Inbuilt functions, generally, have the least impact. No functions is obviously best, and any call to any function will be likely to cause some impact as it will typically need to be called to process every line of input, which can upset the optimising of a query.

VBA functions, those within a project that are still only semi-compiled, cause further delay. These are what I believe are the subject of what Smiley's heard. These need each separate line of code to be interpreted before being executed. This interpreting can cause many times the delay of running the actual code itself.

Domain functions (Those starting D.) probably have the greatest impact due to having to process through a recordset within the function itself. As all this is outside of the current SQL it is also a process that cannot be incorporated into the optimisations of the SQL itself.

A further point to bear in mind is that the impact of any such call is greatly increased when it occurs within the WHERE clause of the SQL. This seems to stop much of the SQL magic occurring, as functions are fundamentally unpredictable so the optimising has to treat it as a black-box.

PS. One last point to mention, is that functions called within SQL which do not take parameters from the data are assumed to return the same value for each call. These are commensurately run only once, and the value is saved and reused wherever such a call is found. Functions which take a field parameter though, are rerun for every record. It is typically only the latter scenario where the performance hit is to be found.
Apr 30 '12 #3

TheSmileyCoder
Expert Mod 100+
P: 2,321
Thank you both for your replies. Its also a very important P.s. that you bring up there, NeoPa. I still remember when I wasn't aware of that particular issue, and spent a good amount of time figuring it out. Another point to make is that Access (at least AC2010) will not always calculate the function for all rows, but simply for those visible.
Apr 30 '12 #4

NeoPa
Expert Mod 15k+
P: 31,487
Smiley:
Another point to make is that Access (at least AC2010) will not always calculate the function for all rows, but simply for those visible.
Indeed :-)

The penultimate paragraph (the one before the PS.) covers this area. If the call is within the WHERE clause then all rows that are checked will cause the call to be processed, whereas if it's outside of the WHERE clause then only those rows that pass the filtering stage will cause the call to be processed.
May 1 '12 #5

TheSmileyCoder
Expert Mod 100+
P: 2,321
NeoPa:
The penultimate paragraph (the one before the PS.) covers this area. If the call is within the WHERE clause then all rows that are checked will cause the call to be processed, whereas if it's outside of the WHERE clause then only those rows that pass the filtering stage will cause the call to be processed.
It is certainly true that if the call is within the Where clause it will be processed for each row (And I presume the same goes for ORDER BY).

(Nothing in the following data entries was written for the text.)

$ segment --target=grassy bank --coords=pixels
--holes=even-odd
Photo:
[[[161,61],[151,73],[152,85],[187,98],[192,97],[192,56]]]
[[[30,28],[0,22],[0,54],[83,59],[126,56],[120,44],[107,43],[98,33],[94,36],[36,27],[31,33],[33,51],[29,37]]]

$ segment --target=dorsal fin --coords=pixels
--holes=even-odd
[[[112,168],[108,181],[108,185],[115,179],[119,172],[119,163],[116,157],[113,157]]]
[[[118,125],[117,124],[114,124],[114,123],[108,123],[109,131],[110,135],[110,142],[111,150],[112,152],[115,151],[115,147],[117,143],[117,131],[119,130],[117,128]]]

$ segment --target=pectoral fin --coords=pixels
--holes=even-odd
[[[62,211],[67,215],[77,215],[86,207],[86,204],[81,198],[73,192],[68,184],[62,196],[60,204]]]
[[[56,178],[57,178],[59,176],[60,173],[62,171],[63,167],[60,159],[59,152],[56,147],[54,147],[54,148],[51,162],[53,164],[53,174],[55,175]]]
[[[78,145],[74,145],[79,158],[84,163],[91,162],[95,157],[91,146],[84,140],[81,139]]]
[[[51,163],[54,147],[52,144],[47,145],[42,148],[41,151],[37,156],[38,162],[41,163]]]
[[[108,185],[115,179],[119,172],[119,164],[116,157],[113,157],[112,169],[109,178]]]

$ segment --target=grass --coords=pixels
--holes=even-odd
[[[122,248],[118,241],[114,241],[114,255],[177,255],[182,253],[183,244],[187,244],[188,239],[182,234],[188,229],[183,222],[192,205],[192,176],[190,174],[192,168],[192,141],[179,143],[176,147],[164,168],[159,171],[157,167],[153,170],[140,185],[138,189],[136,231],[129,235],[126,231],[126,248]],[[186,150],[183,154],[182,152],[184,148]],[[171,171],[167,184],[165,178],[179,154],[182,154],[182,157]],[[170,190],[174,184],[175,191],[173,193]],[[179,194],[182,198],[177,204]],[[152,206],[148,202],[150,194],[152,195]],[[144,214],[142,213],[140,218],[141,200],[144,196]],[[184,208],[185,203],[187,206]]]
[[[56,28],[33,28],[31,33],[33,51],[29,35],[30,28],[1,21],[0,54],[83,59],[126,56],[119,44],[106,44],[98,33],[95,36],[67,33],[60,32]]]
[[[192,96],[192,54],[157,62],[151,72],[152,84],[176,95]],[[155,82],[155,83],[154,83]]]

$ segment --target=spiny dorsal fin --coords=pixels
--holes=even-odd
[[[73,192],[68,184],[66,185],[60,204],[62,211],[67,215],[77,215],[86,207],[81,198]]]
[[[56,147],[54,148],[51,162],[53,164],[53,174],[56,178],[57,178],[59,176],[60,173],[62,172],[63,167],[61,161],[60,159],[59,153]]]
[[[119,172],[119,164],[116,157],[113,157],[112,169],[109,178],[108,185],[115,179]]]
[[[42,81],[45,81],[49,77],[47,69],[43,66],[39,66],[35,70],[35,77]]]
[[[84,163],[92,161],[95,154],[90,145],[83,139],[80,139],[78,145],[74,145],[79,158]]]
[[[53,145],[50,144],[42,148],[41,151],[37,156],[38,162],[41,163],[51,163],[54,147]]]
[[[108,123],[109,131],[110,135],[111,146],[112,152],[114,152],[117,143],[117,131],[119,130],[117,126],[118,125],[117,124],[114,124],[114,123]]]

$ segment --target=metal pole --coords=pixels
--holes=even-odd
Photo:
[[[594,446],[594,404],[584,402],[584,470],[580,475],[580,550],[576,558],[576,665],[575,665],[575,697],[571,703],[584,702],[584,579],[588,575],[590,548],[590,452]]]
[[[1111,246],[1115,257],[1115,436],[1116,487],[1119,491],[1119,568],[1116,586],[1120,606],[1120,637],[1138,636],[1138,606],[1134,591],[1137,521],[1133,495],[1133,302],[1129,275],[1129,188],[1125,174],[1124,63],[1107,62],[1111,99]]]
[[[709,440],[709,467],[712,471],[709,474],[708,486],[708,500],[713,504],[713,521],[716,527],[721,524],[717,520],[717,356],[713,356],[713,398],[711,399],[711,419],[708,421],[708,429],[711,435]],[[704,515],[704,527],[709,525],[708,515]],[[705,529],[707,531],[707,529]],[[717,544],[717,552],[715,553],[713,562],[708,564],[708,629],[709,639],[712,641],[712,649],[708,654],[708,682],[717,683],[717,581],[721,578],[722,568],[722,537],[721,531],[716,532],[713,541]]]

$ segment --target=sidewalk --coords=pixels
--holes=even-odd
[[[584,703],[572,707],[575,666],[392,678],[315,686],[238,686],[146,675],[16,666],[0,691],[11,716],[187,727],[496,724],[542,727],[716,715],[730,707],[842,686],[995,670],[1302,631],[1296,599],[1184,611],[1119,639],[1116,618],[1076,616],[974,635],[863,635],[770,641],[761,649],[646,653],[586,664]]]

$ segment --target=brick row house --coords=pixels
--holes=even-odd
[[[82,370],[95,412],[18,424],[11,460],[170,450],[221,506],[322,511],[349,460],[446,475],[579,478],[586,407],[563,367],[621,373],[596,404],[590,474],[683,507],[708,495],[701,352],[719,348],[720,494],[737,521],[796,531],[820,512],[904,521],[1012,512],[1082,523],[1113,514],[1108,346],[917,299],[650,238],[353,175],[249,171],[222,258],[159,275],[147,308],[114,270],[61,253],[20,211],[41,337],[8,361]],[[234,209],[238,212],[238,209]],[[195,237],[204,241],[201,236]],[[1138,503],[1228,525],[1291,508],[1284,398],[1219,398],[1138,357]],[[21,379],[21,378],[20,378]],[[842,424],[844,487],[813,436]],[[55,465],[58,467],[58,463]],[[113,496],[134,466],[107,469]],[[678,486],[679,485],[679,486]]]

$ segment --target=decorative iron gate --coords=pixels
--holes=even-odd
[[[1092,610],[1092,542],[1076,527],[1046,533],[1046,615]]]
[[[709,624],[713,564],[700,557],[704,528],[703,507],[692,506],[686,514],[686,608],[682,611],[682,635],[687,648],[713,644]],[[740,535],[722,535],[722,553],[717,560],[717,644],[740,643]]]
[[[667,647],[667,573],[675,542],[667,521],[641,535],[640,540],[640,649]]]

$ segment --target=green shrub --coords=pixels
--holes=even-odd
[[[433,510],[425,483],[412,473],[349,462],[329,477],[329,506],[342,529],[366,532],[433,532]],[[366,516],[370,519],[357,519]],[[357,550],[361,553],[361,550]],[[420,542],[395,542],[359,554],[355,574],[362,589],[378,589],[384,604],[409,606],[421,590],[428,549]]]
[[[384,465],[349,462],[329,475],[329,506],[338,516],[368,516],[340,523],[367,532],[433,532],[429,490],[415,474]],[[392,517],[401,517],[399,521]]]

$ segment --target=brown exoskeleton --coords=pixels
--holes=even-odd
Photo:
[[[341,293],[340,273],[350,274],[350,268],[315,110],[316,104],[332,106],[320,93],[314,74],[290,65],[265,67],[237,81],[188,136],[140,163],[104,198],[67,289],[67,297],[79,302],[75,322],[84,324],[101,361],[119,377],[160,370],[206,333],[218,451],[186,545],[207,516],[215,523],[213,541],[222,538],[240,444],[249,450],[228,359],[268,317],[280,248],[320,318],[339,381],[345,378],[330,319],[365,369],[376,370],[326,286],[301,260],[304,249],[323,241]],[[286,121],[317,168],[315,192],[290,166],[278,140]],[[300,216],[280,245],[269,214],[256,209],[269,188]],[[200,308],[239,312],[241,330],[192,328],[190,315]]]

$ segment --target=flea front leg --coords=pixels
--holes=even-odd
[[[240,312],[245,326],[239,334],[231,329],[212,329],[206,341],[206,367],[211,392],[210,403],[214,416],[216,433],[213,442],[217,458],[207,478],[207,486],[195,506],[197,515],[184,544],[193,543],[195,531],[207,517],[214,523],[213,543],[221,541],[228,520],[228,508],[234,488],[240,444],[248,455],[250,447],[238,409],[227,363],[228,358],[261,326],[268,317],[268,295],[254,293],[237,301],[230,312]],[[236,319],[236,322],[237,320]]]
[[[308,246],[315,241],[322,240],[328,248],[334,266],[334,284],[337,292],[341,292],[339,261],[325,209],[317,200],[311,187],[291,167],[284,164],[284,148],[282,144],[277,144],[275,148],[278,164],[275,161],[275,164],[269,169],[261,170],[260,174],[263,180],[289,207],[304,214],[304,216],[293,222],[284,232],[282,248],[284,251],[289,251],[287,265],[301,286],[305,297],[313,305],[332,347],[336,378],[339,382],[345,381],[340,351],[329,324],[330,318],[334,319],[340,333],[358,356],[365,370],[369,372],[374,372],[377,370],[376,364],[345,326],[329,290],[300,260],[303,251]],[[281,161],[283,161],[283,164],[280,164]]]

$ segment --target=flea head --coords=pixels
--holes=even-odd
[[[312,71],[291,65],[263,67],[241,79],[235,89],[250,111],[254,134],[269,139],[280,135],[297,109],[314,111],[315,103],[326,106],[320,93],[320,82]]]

My point was slighly different, in that if you have a continous form showing 10 out of 100 records, the function will(might) only be processed for the first 10 rows, and only for the next 10 rows on-demand (I.e. when user scrolls)
May 2 '12 #6

NeoPa
Expert Mod 15k+
P: 31,487
Ah. I see. Let me deal with each point in turn.

ORDER BY fields still only effect those records which have passed the WHERE test. As such, will cause delay only for records included. However, it can sometimes force the whole of the dataset to be processed before any records are shown which might not otherwise be necessary. See next paragraph.

Displayed records are not how it works exactly. There is an element of processing a set number of records only if the data set is large, but this buffer is not restricted to those records currently displayed. The value you would be looking for (I believe) is found as .MaxRecords on a query level, and the default is set in Tools | Options | Edit/Find (or the 2007/2010 equivalent).